Self control is a highly valuable trait as few come with the inner strength of delaying gratification to achieve something more important in the future. Now a new study has shown that preschoolers who have self control have a lower body mass index (BMI) than their peers later in life.

Previous research has shown that kids who can delay gratification lead more successful lives as adults.

For the present study, researchers looked at test results of approximately 650 children who had participated in a gratification delay test between 1968 and 1978. These children were 4 year old at the time of the initial test.

In the test, children were given a treat (cookie or marshmallow) and were told that they'd get another one if they refrain from eating the first one for some time (about 15 minutes).

Kids who resisted the temptation to eat the treat and wait for another one were more likely to have higher SAT scores and were socially competent as teenagers. These children who delayed gratification were also more likely to be better at handling stress and being organized.

A 30 year follow up of this study showed that these kids also had lower BMI in their mid-thirties. Researchers found that for each minute of resisting gratification predicted a 0.2 decrease in BMI levels.

Only 24 percent of the study group participants were overweight and around 9 percent were obese.

"Interventions can improve young children's self-control, which may decrease children's risk of becoming overweight and may have further positive effects on other outcomes important to society (general health, financial stability, and a reduced likelihood of being convicted of a crime)," said Tanya R, Schlam, PhD, from the University of Wisconsin School of Medicine and Public Health's Center for Tobacco Research and Intervention.
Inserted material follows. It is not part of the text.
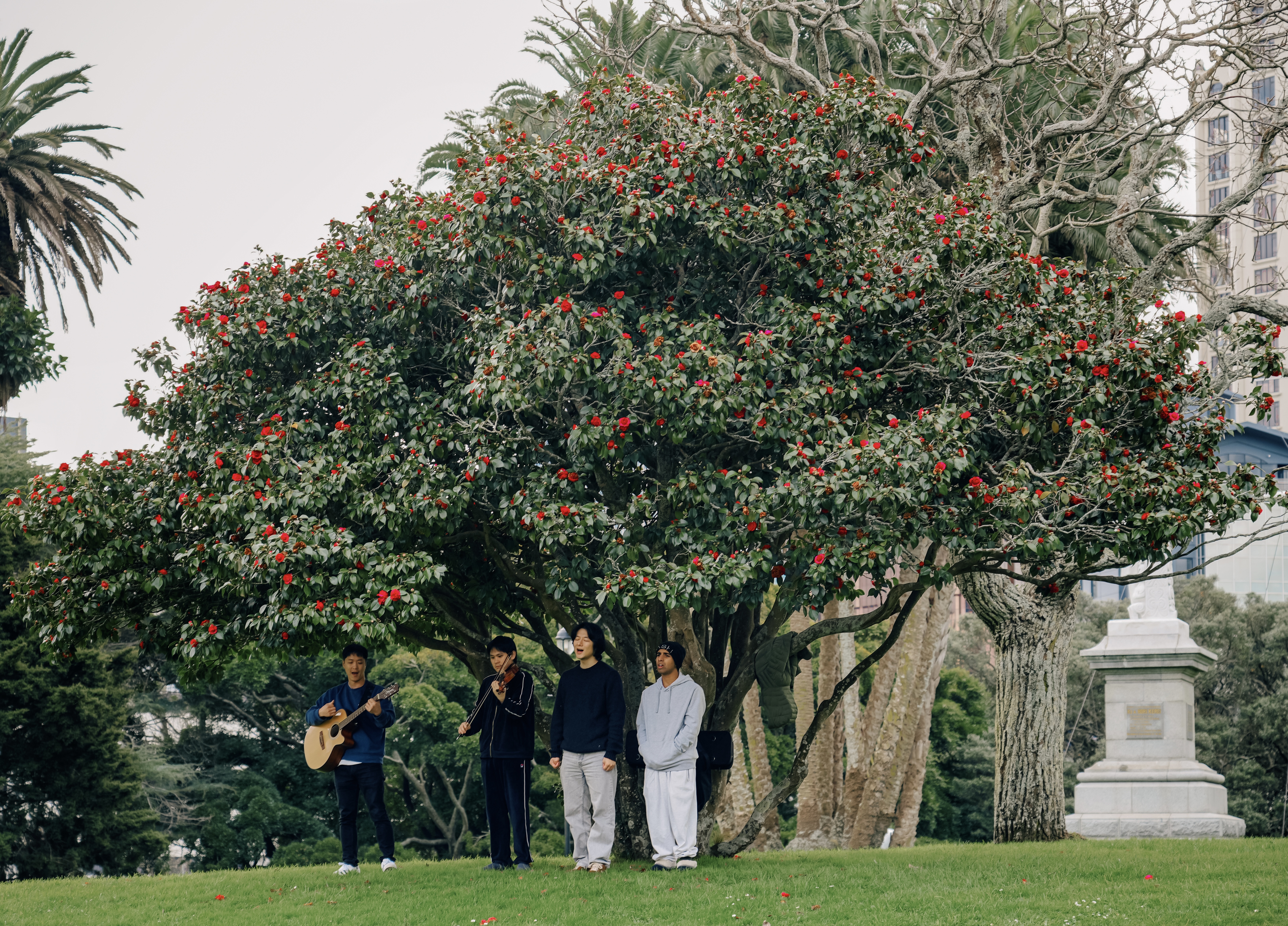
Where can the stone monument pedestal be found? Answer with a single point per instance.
(1150, 785)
Other studies have looked at parent interaction and delay of gratification in children have shown that there is an optimum level of parent-child interaction that helps the child delay gratification, anything less or more will make the child unable to delay gratification.

Brain scans, of 40-year-old adults who had participated in similar gratification-delay tests when they were in preschool, showed that there are differences in brains of people who resist temptation and those who give in easily. Researchers found that people who were impulsive as preschoolers continued to have lower self control as adults.

Other researchers have even found that the strategies like distraction or problem-solving used by the children to delay gratification vary by culture.

The study was published in The Journal of Pediatrics.